We have shown that many proteins involved in the immune response and cancer contain ancient complexes of iron and sulfur, or iron-sulfur ([FeS]) clusters. The clusters in these proteins perform catalytic functions and act as sensors of reactive signalling species such as H2O2 or NO. One such protein is human SAND (also known as RSAD2). SAND expression restricts viral replication, regulates T cell function, and is linked to poor CAR T-cell persistence in patients. However, the mechanism by which SAND regulates T cell function is unknown. Elucidating the function of SAND in immune cells will reveal new antiviral drug targets and help discover new therapeutic approaches to treat viral infections or cancer. These studies are timely because of the continuous threat caused by the emergence and re-emergence of new strains of viruses like SARS-CoV-2 and the significant global health burden of infection-associated cancer.

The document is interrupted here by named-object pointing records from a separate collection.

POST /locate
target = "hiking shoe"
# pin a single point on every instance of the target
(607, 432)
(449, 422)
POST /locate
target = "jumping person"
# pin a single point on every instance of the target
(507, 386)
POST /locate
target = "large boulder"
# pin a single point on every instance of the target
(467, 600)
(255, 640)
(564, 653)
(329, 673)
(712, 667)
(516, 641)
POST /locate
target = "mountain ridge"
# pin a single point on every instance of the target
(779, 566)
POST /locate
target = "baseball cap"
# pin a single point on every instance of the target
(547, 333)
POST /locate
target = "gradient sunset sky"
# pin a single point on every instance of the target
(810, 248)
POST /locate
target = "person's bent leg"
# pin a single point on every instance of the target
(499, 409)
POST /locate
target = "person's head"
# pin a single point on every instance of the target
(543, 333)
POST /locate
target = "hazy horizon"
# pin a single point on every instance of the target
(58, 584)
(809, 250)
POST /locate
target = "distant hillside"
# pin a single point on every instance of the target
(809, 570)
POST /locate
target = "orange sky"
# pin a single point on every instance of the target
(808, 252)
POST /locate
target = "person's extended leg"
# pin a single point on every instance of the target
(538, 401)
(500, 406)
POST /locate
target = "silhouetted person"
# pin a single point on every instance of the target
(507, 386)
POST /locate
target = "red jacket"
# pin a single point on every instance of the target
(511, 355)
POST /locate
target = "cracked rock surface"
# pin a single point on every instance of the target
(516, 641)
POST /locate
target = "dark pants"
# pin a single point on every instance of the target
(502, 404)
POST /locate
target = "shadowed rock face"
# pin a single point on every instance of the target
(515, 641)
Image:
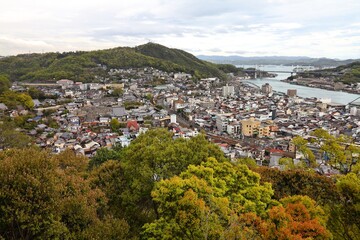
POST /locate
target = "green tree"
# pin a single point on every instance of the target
(301, 146)
(36, 93)
(44, 196)
(149, 158)
(300, 182)
(199, 204)
(344, 214)
(5, 83)
(12, 99)
(289, 164)
(340, 152)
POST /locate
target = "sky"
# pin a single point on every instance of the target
(314, 28)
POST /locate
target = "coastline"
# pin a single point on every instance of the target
(320, 87)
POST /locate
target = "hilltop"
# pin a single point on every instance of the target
(349, 73)
(86, 66)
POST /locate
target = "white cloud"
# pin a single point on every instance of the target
(272, 27)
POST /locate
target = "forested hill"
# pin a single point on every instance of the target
(84, 66)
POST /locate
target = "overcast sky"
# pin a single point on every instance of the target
(315, 28)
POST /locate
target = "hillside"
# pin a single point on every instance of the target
(349, 73)
(84, 66)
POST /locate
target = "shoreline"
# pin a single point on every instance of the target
(319, 87)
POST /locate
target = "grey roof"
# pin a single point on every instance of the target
(119, 112)
(3, 106)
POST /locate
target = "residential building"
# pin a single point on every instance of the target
(228, 91)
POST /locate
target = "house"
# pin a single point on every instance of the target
(119, 112)
(132, 125)
(3, 108)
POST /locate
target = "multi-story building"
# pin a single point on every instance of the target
(252, 127)
(249, 127)
(266, 88)
(228, 91)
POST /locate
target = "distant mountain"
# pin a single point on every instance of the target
(349, 73)
(86, 65)
(277, 60)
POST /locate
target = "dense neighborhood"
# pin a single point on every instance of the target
(243, 119)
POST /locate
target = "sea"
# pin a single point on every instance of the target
(302, 91)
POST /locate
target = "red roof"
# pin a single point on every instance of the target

Based on our recent discoveries, this project aims to elucidate how SAND regulates T regulatory (Tregs) cells function. The project has three specific objectives:
Year 1. Elucidate how pro-inflammatory and anti-inflammatory stimuli modulate SAND expression
Year 1-3. Identify protein partners of SAND in Tregs and elucidate their interaction using NMR spectroscopy and/or X-ray crystallography
Years 1-3. Establish the role of SAND in modulating central carbon metabolism
Years 2-4. Investigate the interaction of SAND’s [FeS] cluster with different reactive signalling molecules like H2O2 and NO.
To address these questions, we will use a multidisciplinary approach combining various techniques, including cell biological, biochemical assays, immunoprecipitation and western blot, NMR spectroscopy in collaboration with Prof Simone Ciofi-Baffoni (CERM, Italy), and metabolomics studies in collaboration with Prof James McCullagh (Department of Chemistry, University of Oxford).